While Nigeria is still contemplating the removal of a costly subsidy on oil amidst a worrisome fiscal imbalance, Egypt has announced a 40 percent cut in energy subsidy to ease the burden on government earning.

Egyptian lawmakers on Monday approved the budget which slashed government spending on electricity and oil as part of austerity measures to ensure fiscal consolidation in line with a $12 billion, three-year International Monetary Fund (IMF) loan programme which began in 2016.

Fuel subsidy expenses would be cut to £53bn (approximately 40 percent), while electricity subsidies would be slashed by 75 percent to£4bn. The savings will be channelled towards increasing public investment.

The government also revealed that it would put a stop to electricity subsidies by the end of the 2021-2022 fiscal year, which points to June of the latter year given that Egypt fiscal year is run from July through June.

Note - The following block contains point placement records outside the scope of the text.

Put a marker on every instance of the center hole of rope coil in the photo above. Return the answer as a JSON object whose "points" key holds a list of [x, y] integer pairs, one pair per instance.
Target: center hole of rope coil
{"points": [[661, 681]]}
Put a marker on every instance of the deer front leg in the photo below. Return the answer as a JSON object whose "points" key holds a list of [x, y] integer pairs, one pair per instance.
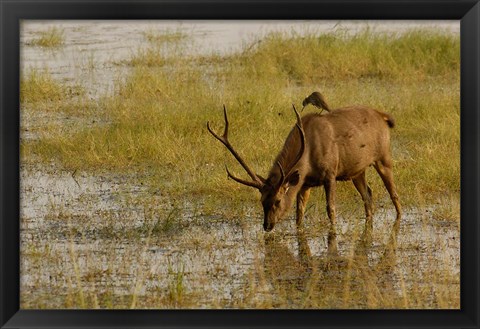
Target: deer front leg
{"points": [[302, 198]]}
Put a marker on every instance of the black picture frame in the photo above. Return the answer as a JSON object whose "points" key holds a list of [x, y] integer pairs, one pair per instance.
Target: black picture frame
{"points": [[12, 12]]}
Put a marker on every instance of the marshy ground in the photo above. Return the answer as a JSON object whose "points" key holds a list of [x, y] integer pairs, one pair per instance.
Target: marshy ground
{"points": [[125, 202]]}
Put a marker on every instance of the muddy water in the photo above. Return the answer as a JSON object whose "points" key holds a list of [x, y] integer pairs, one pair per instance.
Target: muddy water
{"points": [[84, 235], [87, 240], [93, 49]]}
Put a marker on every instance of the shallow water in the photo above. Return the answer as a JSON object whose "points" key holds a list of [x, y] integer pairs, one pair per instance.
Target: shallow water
{"points": [[89, 228], [93, 49], [93, 241]]}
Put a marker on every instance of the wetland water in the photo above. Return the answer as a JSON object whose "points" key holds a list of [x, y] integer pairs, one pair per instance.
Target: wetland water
{"points": [[88, 241]]}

The Egyptian economy is going through tough reforms which started since a slump that followed the ousting of former president Hosni Mubarak in 2011.

In 2016, The North African nation devalued its pound by half as part of conditions of its $12 billion loan from the IMF and saw an increase in foreign investment flow into the nation.

The latest step by Egypt will see electricity cost about 26 percent more from July and is expected to take a toll on the masses.

“It will be challenging for middle-income and lower-income groups,” Radwa El-Swaify, head of research at Pharos, told Reuters. “However, the government has implemented different social packages … trying to alleviate some of the negative impact on the lower income groups.”

The Egyptian government would be spending 1.6 trillion Egyptian pounds ($95.8 billion) in its 2019-20 fiscal year, 10 percent more than it has spent in the current fiscal year.